What we have now is what we might call the Little Lent during Great Lent: the situation in which the question that begins this essay is asked. What are you going to do for Lent? It’s a choose-your-own-penance adventure, and its very vagueness will result in many people shucking off any kind of planned penance or simply choosing something that’s easy. This isn’t a judgment of others’ penances; it’s a report on what people of serious minds have told me: “I’d do more if the Church asked.”

If the Church said, “Here are Twelve Rules for Lent,” I believe she would see more of the faithful seeking transformation from Christ as they are from Jordan Peterson of Twelve Rules for Life fame. Yet I believe that even if I were to get my wish for an all-inclusive, irritating, authoritative, and communal penitential forty days for one to two billion people—Great Lent!—there would still be a need for the Little Lent of personal penances, chosen to thwart individuals’ own little idolatrous addictions that can’t be included even in the most detailed group plan. Twelve rules for Lent would be cool; 967 rules would not be. There will always be a need for personal battles with our own household gods. Many of the official food penances don’t strike some people the way they do others for various reasons. It’s not a reason not to do them, but it is a reason to think of other acts that will prove and build our love by allowing us to refrain from or give away manifestly good gifts in order to remember that their Giver is himself the true Gift.
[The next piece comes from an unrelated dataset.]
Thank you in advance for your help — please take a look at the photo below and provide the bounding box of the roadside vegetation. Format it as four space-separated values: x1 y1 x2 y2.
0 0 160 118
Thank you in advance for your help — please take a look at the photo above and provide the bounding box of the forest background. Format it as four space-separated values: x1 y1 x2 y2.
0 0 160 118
We will probably seem a bit odd to others if we really think hard about what a good penance might involve. Christian writers who talk about asceticism have perhaps always sounded slightly crazy. St. Neilos the Ascetic, a fifth-century abbot near what is now Ankara, Turkey, wrote about what he thought was the great challenge to those seeking to follow Christ:

A great variety of different foods overthrows the fortress of the virtues and razes it to the ground. Sauces and condiments are the siege engines that batter against virtue and overthrow it, even when it is already firmly established.
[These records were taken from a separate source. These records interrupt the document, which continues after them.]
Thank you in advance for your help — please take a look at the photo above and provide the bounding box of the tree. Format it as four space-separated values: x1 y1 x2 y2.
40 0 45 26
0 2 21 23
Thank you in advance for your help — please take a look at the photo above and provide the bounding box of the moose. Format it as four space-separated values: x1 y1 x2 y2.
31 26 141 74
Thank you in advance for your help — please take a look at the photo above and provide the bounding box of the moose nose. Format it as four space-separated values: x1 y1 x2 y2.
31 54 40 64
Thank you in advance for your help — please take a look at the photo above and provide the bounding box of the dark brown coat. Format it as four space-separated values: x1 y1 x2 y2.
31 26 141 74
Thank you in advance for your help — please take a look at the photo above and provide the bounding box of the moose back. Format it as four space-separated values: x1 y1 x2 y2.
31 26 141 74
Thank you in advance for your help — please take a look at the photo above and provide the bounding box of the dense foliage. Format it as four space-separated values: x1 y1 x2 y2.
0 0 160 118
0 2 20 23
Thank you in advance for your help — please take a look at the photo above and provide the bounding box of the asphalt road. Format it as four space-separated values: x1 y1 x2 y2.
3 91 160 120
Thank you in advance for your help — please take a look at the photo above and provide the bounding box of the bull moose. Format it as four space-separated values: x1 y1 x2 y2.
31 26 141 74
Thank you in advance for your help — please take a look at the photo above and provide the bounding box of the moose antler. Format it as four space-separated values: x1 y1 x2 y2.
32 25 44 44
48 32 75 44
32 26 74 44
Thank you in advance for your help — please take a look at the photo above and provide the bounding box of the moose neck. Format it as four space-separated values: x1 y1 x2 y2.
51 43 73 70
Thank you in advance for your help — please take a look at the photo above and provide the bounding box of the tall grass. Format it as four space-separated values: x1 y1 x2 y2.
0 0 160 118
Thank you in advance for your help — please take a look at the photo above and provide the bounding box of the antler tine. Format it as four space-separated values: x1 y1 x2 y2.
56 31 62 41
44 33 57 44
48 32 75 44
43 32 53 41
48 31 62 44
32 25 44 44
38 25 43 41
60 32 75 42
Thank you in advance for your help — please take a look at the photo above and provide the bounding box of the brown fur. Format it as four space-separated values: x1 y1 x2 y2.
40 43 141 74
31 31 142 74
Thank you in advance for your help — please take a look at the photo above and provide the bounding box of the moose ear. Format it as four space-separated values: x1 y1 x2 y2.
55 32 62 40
Man’s enemies: the World, the Flesh, and Worcestershire sauce.

But what St. Neilos is warning against is pretty easily understood. Gluttony can take the form of excessive eating but also the form of a kind of delicacy in which we are dependent on little things. I’m thinking this year of cutting out hot sauce myself, a necessary accompaniment to tacos, chips, eggs, soups, and a variety of other foods. I like the nationally-known-and-distributed Tabasco and Cholula, but local favorites such as Isabel Street Heat’s Chipotle and Ghost Pepper sauces give me pleasure, too. Just writing this is giving me a craving for some Minneapolis-made Cry Baby Craig’s pickled habanero and garlic sauce.
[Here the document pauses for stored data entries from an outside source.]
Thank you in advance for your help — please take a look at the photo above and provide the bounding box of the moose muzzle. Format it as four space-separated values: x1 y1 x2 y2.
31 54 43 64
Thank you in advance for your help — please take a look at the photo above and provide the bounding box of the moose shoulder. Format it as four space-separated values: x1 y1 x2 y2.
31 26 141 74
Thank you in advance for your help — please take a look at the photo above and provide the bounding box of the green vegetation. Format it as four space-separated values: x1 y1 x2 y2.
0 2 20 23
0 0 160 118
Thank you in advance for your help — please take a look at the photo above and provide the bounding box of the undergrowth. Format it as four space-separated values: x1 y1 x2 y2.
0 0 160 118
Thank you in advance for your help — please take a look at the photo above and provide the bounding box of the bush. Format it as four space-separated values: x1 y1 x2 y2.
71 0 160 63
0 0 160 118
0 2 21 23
Yet they are not necessary to my existence or happiness. Lots of aspects of our lives in the modern world are like this. Pleasant, pleasurable, good little things that most people won’t notice. Perhaps it’s time watching funny little videos or scrolling through memes. Maybe it’s the “me time” that we claim from our spouse or our children. Maybe it’s the money that we could spend on ourselves but might be better donated to someone who could use it more. These are all things for which we can exercise what Chesterton calls the test of any philosophy: gratitude. But they are things that we can come to depend upon in idolatrous ways that we don’t notice until we are deprived of them involuntarily. Giving them up so that we can unite ourselves to Christ who gave up all for us can be truly a big deal. The twentieth-century Benedictine Hubert Van Zeller observed that “it is not the penance that appears outwardly as the most heroic that is the most pleasing to God, but the penance that is secret and the most humbling.”

We need reformers who will call for a Greater Lent. But we will never leave behind the need for our own little Lents in which we strip away our little idols so that we can discover how good it is in proper perspective.

Give and give up boldly this Lent. And, please, watch your ketchup consumption.